Все случилось так, как Карл и предугадывал. Едва Генрих прибыл в Реймс, как к нему тут же приставили стражу. И это было самое лучшее, потому что Маргарита, видевшая все тонкости заговора гораздо глубже самих заговорщиков и понимавшая, что их ждет жестокое наказание, из чувства жалости сообщила матери о предполагавшемся побеге, но заранее оговорила, что тем, кого она назовет, будут подарены жизни. Королева-мать согласилась и, когда имена были названы, она попросту пересадила короля Наваррского и Конде в свою карету.
Таким образом, из заговорщиков, кои были выданы Маргаритой, никто не пострадал. Но Екатерина знала имена, и это было очень важно. Теперь она удвоила слежку.
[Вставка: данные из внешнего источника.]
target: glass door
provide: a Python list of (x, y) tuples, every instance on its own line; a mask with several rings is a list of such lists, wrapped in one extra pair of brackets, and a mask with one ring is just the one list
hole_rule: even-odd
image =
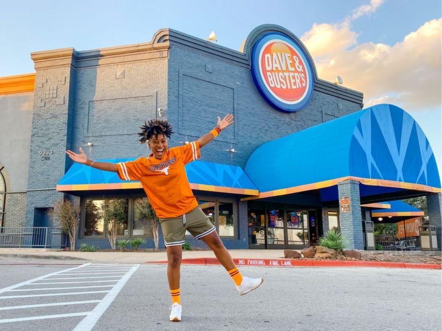
[(267, 211), (267, 248), (282, 249), (285, 247), (284, 211)]
[(249, 248), (266, 248), (266, 214), (264, 209), (249, 209)]
[(287, 210), (287, 247), (298, 249), (309, 245), (307, 213), (305, 211)]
В ноябре поезд благополучно прибыли в Люневиль. Здесь двор простился с Генрихом Анжуйским. Новый польский король заплакал на прощание и бросился в объятия матери. Целуя его в лоб, она прошептала:
— Не отчаивайся, ему уже недолго осталось.
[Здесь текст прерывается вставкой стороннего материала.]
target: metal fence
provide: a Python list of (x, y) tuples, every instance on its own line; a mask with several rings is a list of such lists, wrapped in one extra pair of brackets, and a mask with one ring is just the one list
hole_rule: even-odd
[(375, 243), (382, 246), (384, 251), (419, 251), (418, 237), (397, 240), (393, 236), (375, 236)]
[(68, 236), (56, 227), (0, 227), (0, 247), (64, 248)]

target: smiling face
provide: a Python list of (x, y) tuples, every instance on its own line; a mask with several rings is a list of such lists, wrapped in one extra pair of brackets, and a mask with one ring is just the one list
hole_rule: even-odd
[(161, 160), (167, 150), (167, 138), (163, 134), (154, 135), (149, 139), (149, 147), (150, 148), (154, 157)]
Лесдигьер и Шомберг, горячо убеждаемые Ла Молем, все же приняли участие в заговоре, но ограничились тем, что все время находились при особе короля, так что подозрение в причастности к побегу ни в малейшей степени не пало на них. Единственный, кто пострадал, так это Ла Моль. Его частые отлучки и постоянные разъезды то в Суассон, то в Компьень или Седан вызвали подозрения. Об этом сообщили королеве-матери, и она запомнила имя этого дворянина, решив установить за ним слежку.
Когда вернулись в Париж, об инциденте было забыто. Принцы успокоились и, расселившись по комнатам, стали вести тихий образ жизни, далекий от помыслов о заговорах и побегах.
Однако Екатерина все время была начеку, и если она простила безумную выходку сыну, то не так обстояло дело с Наваррой и Конде. Надзор стал еще строже, и главная роль здесь была отведена Екатериной женщинам. Они были ее главными доносчиками, и через них Медичи всегда узнавала планы врагов, мешавших ей в борьбе за счастье сыновей.